Prediction of Junior High School Students' Problematic Internet Use: The Comparison of Neural Network Models and Linear Mixed Models in Longitudinal Study

Psychol Res Behav Manag. 2024 Mar 15:17:1191-1203. doi: 10.2147/PRBM.S450083. eCollection 2024.

Abstract

Purpose: With the rise of big data, deep learning neural networks have garnered attention from psychology researchers due to their ability to process vast amounts of data and achieve superior model fitting. We aim to explore the predictive accuracy of neural network models and linear mixed models in tracking data when subjective variables are predominant in the field of psychology. We separately analyzed the predictive accuracy of both models and conduct a comparative study to further investigate. Simultaneously, we utilized the neural network model to examine the influencing factors of problematic internet usage and its temporal changes, attempting to provide insights for early interventions in problematic internet use.

Patients and methods: This study compared longitudinal data of junior high school students using both a linear mixed model and a neural network model to ascertain the efficacy of these two methods in processing psychological longitudinal data.

Results: The neural network model exhibited significantly smaller errors compared to the linear mixed model. Furthermore, the outcomes from the neural network model revealed that, when analyzing data from a single time point, the influences of seventh grade better predicted Problematic Internet Use in ninth grade. And when analyzing data from multiple time points, the influences of sixth, seventh, and eighth grades more accurately predicted Problematic Internet Use in ninth grade.

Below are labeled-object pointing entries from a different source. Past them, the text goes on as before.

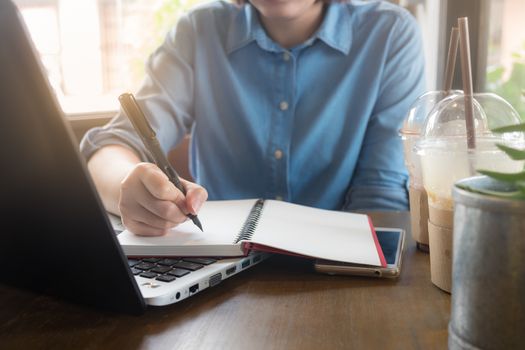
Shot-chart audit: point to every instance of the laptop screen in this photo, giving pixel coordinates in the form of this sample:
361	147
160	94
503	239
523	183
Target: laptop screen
56	237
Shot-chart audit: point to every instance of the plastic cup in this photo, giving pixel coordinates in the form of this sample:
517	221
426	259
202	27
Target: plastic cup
410	134
445	158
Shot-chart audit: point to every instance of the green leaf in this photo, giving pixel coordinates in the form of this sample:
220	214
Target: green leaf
506	177
510	128
514	153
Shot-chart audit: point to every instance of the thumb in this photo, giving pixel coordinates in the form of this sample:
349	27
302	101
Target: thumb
196	195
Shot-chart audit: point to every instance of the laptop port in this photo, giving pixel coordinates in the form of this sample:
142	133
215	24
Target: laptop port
215	279
194	288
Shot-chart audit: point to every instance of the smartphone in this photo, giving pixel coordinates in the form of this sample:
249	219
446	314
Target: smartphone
392	241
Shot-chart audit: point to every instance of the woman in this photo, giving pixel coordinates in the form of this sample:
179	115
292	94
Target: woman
298	100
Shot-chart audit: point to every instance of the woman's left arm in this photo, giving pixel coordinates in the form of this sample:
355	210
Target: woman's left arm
380	179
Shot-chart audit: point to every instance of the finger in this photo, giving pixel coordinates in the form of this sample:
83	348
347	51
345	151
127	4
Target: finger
164	209
196	195
137	212
142	229
158	184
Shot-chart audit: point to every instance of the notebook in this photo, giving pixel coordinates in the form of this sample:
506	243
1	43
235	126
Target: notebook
56	236
236	227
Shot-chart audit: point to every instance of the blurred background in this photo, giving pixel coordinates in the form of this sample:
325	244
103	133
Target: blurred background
93	50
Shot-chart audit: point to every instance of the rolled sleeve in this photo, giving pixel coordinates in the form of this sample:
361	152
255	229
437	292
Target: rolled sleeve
380	179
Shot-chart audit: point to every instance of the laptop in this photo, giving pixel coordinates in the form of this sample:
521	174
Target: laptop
55	235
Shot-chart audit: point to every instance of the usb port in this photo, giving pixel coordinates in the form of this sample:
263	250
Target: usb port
245	263
194	288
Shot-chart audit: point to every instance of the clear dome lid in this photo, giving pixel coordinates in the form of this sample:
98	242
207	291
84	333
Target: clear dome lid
446	123
421	108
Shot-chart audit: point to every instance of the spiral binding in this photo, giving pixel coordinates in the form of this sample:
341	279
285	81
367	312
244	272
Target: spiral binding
249	226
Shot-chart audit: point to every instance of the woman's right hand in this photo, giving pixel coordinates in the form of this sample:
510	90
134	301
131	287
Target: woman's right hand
150	204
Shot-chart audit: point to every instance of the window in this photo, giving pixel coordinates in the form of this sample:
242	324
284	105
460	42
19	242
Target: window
93	50
506	52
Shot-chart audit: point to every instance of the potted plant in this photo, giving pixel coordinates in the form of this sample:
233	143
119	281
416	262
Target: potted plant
488	273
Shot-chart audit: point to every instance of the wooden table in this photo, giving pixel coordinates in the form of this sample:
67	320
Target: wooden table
279	304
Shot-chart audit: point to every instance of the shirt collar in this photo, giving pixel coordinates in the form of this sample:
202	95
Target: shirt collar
335	30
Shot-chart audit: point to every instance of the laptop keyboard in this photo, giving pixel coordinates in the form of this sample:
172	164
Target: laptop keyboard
167	269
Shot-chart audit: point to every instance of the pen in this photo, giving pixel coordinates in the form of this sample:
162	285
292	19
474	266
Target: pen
148	136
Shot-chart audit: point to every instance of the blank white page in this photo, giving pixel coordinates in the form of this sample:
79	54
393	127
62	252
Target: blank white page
318	233
221	220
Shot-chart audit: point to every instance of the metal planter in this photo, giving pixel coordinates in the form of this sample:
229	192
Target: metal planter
488	273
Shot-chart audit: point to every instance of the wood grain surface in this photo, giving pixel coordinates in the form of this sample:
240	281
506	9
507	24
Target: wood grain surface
279	304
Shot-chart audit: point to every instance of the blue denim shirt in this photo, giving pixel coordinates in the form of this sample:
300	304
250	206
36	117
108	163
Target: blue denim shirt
316	124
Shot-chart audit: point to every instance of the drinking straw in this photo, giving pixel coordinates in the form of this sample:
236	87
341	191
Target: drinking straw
451	59
466	75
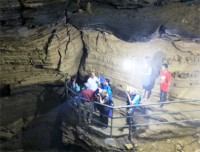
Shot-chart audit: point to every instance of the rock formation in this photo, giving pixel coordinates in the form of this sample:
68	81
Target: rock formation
42	42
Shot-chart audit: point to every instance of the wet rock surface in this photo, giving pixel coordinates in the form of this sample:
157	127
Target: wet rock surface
44	41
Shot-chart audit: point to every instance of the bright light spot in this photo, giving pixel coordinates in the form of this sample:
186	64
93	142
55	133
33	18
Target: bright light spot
127	65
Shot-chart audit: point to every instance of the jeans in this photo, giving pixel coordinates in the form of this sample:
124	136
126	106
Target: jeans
163	97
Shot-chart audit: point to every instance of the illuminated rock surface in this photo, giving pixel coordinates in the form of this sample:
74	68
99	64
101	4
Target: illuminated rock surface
41	42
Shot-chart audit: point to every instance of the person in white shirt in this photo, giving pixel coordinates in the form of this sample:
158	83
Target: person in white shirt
93	82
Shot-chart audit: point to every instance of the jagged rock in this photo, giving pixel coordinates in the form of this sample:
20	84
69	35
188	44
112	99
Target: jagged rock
111	141
128	146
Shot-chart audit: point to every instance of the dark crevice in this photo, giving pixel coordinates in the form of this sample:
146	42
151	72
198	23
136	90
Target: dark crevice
48	42
22	8
83	58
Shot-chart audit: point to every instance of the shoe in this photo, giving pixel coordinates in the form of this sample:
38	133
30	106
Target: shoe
161	105
104	127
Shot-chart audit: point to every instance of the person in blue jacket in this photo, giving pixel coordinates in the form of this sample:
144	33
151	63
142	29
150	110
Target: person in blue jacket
133	98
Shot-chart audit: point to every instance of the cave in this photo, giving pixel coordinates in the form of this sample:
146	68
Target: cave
43	42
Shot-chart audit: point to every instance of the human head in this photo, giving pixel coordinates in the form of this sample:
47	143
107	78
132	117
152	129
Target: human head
131	90
108	80
164	67
86	85
73	78
147	59
104	93
105	83
92	74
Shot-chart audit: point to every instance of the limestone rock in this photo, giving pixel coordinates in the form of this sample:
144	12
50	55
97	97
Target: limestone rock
128	146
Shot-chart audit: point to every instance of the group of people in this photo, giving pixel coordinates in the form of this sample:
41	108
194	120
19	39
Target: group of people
94	90
100	90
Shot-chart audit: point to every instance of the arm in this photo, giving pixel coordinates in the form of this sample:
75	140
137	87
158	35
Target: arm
148	72
136	100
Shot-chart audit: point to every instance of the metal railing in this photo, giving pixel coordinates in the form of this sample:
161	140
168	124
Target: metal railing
112	117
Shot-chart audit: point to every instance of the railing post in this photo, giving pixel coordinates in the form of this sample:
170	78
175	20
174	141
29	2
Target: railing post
129	133
79	114
111	123
67	90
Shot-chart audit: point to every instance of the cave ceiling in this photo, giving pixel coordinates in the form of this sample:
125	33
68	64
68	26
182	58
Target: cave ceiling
130	20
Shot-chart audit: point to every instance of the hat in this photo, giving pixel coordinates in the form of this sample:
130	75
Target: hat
87	85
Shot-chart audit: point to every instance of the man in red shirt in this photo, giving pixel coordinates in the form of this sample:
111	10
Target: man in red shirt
87	97
165	78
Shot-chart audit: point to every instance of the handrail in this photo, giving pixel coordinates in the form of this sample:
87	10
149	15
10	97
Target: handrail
143	105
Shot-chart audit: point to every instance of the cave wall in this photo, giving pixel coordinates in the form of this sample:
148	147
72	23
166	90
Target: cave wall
107	55
43	41
36	44
45	55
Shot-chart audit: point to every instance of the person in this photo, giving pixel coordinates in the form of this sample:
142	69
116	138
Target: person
146	78
107	88
86	98
165	78
93	82
133	98
72	84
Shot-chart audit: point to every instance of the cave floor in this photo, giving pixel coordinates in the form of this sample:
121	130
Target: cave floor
122	131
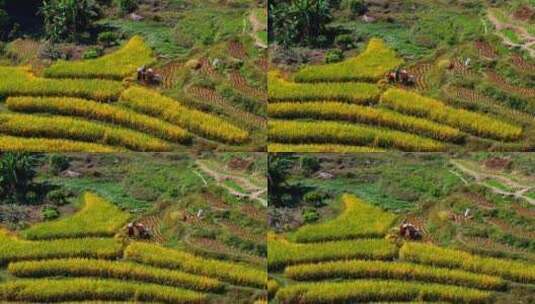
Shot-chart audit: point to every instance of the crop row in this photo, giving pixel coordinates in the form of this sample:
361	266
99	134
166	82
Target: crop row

Conclusion: Neural network models surpass linear mixed models in precision when predicting and analyzing longitudinal data. Furthermore, the influencing factors in lower grades provide more accurate predictions of Problematic Internet Use in higher grades. The highest prediction accuracy is attained through the utilization of data from multiple time points.

Keywords: junior high school students; linear mixed model; neural network model; problematic internet use.

Grants and funding

This project is supported by the Shandong Province Natural Science Foundation (ZR2020MF158).